Understanding the Nature of Settlement Change on the East Coast of Vancouver Island
The main focus of Story #8 was on what drives settlement on the mid-Island region of Vancouver Island. Tim Pringle, Director of Special Programs for the Real Estate Foundation of British Columbia, presented the results of his market research that led to three three conclusions:
- There is one market for large-scale real estate development projects in the mid-Island region, from Cobble Hill to Campbell River.
- Communities have choices when considering development proposals – they need only accept ones that are aligned with community values, that is: the right development in the right place.
- A matrix-type Development Evaluation Tool has been developed to enable apples-with-apples comparisons of development proposals, and assess whether they provide Green Value.
To Learn More:
Watch a 5-minute YouTube video of Tim Pringle present the Conclusions from the Research.
Comox Valley Can Pick and Choose
“The one market way-of-thinking resonated with those who participated in the seminar series,” observed Geoff Garbutt, Executive Manager of Strategic and Long-Range Planning with the Comox Valley Regional District. “It made sense that mid-Island communities have choices. Knowing this, it means mid-Island communities could establish expectations as to what we want and what we will accept from developers.”
“Because it is one market, the Comox Valley can really differentiate itself with our strong environmental focus and our emphasis on quality of place. Because we can pick and choose, we can position the Comox Valley to be a region of choice for the right development in the right place.”
“An implicit message to the development community is that there is money to be made when green development is truly aligned with community values and regional goals.”
The Water Challenge
“Water is the underpinning of the community, and this is why an integrated approach to settlement and land development is essential for the Comox Valley,” stated Kevin Lorette, General Manager of the CVRD Property Services Branch, when he explained the multi-faceted ‘water challenge’.
“Water is a key component for all the regional strategies that we are currently developing simultaneously. All will have to be integrated into one plan. At the core is growth – we are bringing these strategies together in 2010 to manage growth. We will be looking at all aspects of water.”
“When we move into the action phase, it will not be one organization doing it. This involves everybody. Job functions will be modified so that everyone has a role in implementation. If we all work together, we will be that much more effective.”
To Learn More:
Watch an 8-minute YouTube video clip of Kevin Lorette describing The Regional Team Approach.

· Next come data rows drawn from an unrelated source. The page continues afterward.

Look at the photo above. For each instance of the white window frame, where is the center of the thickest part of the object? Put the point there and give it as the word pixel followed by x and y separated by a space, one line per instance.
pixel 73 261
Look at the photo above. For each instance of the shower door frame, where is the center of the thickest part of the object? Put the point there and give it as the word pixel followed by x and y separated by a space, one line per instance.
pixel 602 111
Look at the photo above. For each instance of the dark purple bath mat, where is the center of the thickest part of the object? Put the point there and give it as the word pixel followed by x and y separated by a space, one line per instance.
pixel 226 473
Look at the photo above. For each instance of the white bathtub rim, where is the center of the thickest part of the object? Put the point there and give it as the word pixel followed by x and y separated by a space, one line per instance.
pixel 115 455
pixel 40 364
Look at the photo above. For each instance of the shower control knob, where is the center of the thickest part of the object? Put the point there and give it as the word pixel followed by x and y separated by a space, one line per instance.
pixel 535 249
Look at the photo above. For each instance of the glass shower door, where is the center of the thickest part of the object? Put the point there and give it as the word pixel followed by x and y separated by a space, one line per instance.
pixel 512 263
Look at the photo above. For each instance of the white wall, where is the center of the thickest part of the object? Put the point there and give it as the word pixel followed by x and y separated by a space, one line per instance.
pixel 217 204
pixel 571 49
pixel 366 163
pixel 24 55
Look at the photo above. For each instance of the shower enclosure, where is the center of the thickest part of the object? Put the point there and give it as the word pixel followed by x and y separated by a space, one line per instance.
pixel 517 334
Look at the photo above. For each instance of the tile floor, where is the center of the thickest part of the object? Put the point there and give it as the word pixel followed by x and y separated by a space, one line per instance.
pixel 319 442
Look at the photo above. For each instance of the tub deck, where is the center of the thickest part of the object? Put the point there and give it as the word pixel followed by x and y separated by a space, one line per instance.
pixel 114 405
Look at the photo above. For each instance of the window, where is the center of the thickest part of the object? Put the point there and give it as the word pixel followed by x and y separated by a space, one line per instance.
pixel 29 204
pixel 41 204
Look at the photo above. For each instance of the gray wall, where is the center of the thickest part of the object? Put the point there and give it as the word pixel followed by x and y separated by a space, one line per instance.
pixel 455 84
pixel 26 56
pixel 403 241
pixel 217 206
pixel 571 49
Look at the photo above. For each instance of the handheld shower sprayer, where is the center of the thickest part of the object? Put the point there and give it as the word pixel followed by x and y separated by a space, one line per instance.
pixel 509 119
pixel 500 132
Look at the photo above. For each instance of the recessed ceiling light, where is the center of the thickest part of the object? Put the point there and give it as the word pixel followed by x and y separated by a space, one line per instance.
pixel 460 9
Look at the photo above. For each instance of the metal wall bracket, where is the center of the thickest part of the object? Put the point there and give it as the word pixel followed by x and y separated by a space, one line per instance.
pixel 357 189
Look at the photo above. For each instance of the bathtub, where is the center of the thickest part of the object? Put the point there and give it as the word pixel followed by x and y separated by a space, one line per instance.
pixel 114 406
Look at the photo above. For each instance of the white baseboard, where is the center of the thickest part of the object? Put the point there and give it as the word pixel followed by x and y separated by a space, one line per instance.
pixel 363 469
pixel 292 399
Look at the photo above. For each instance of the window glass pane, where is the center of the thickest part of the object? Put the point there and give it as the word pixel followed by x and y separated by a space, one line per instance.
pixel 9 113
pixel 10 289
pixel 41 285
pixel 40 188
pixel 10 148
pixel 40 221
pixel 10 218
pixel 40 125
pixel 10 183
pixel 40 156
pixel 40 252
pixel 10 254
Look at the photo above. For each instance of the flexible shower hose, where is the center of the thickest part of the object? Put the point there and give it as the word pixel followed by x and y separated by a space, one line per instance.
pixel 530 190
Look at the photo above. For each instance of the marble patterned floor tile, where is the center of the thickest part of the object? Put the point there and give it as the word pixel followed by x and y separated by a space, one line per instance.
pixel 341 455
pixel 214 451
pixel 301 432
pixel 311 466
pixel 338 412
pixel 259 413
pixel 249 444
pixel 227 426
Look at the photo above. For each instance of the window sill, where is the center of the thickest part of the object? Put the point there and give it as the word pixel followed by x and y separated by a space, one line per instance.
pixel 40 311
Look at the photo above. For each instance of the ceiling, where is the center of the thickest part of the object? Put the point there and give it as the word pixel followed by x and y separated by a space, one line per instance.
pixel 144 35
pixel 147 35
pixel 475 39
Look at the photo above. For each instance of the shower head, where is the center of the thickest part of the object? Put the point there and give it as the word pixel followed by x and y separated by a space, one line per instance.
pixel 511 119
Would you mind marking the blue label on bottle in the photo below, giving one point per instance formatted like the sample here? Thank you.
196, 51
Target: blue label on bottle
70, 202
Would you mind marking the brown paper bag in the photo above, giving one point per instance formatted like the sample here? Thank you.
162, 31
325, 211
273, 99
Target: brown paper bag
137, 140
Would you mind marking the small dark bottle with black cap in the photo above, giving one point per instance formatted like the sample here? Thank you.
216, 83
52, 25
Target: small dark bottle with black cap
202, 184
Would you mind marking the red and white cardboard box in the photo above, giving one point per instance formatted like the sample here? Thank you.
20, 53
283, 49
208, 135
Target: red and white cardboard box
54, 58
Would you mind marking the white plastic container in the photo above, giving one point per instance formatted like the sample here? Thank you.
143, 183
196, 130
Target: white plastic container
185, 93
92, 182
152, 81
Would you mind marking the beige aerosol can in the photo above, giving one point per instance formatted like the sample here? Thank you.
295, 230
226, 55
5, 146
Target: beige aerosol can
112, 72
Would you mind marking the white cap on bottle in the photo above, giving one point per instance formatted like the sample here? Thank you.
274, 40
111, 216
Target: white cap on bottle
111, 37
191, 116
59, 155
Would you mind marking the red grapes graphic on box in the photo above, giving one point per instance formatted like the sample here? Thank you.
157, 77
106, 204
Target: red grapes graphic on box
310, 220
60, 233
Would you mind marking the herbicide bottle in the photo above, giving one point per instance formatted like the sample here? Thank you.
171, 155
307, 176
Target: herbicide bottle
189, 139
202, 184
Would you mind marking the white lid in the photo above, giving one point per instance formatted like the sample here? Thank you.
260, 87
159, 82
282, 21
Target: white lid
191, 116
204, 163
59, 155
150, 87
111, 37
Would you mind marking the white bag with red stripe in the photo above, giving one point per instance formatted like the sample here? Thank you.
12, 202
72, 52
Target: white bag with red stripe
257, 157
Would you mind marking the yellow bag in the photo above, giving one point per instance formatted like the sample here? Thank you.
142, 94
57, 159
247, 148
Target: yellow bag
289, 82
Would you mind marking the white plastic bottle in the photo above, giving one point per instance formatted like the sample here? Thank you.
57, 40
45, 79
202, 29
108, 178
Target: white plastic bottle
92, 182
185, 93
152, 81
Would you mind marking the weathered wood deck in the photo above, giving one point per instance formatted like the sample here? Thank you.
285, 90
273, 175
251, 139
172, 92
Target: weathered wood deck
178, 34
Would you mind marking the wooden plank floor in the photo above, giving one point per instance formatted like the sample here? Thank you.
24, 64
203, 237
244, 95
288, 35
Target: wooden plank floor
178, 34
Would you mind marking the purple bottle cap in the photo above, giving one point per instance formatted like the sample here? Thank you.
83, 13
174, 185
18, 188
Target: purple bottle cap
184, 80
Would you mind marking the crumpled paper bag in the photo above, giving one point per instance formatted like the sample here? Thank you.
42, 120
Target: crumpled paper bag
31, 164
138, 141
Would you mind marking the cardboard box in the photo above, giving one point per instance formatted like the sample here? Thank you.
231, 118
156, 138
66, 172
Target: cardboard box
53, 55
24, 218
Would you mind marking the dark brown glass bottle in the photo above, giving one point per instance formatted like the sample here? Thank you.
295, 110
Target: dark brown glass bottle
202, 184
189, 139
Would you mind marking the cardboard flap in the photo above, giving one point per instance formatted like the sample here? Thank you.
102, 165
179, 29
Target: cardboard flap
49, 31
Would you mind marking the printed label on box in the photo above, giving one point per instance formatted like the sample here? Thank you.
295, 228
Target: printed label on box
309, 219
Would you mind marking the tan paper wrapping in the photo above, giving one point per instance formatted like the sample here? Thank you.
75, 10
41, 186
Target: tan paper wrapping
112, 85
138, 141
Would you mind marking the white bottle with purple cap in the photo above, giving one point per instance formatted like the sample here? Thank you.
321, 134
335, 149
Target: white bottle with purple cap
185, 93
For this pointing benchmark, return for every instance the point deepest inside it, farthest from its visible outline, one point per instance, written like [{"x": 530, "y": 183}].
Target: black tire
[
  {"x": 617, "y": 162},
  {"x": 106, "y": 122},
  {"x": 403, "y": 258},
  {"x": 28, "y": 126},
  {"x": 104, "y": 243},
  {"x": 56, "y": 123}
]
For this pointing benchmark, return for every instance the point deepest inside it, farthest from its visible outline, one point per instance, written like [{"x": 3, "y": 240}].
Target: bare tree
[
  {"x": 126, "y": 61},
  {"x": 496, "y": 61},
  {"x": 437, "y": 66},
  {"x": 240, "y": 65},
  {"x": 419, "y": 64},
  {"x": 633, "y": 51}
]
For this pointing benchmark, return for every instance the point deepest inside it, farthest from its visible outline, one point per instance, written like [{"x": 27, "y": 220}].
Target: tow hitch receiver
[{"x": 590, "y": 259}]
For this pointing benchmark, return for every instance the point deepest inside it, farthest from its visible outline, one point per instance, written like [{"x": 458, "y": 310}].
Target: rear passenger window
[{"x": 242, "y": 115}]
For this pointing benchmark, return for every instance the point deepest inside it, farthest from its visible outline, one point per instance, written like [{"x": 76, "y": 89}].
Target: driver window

Integration Leads to Innovation
To provide seminar participants with an example of what integration looks like on the ground, Derek Richmond, Manager of Engineering with the City of Courtenay drew attention to a City project along Anderton and Cliff Avenues in the Old Orchard area of northwest Courtenay.
“In a nutshell, an infrastructure replacement project evolved into a neighbourhood rehabilitation program,” stated Derek Richmond. “We began with a traditional infrastructure project in our minds: replace a pipe with a pipe. And then something amazing happened – we lifted ourselves out of the traditional silo mentality and we began to function as an integrated, inter-departmental team.”
“Through teamwork, a seemingly routine engineering project became the springboard for transforming the look-and-feel of an entire neighbourhood.”
Imagine What We Could Do Regionally
“If we can do this internally, imagine what we could do regionally,” added Kevin Lagan, the City’s Director of Operational Services. “Integrated planning is all about teamwork. There is no limit to what we can do once we open our minds to the opportunities that can result from partnerships and collaboration.
“The value of the Regional Growth Strategy is that it provides a way to encapsulate all the regional plans…so that municipal implementers will have the mandate they need to ensure that ‘consistent integration’ happens on the ground.”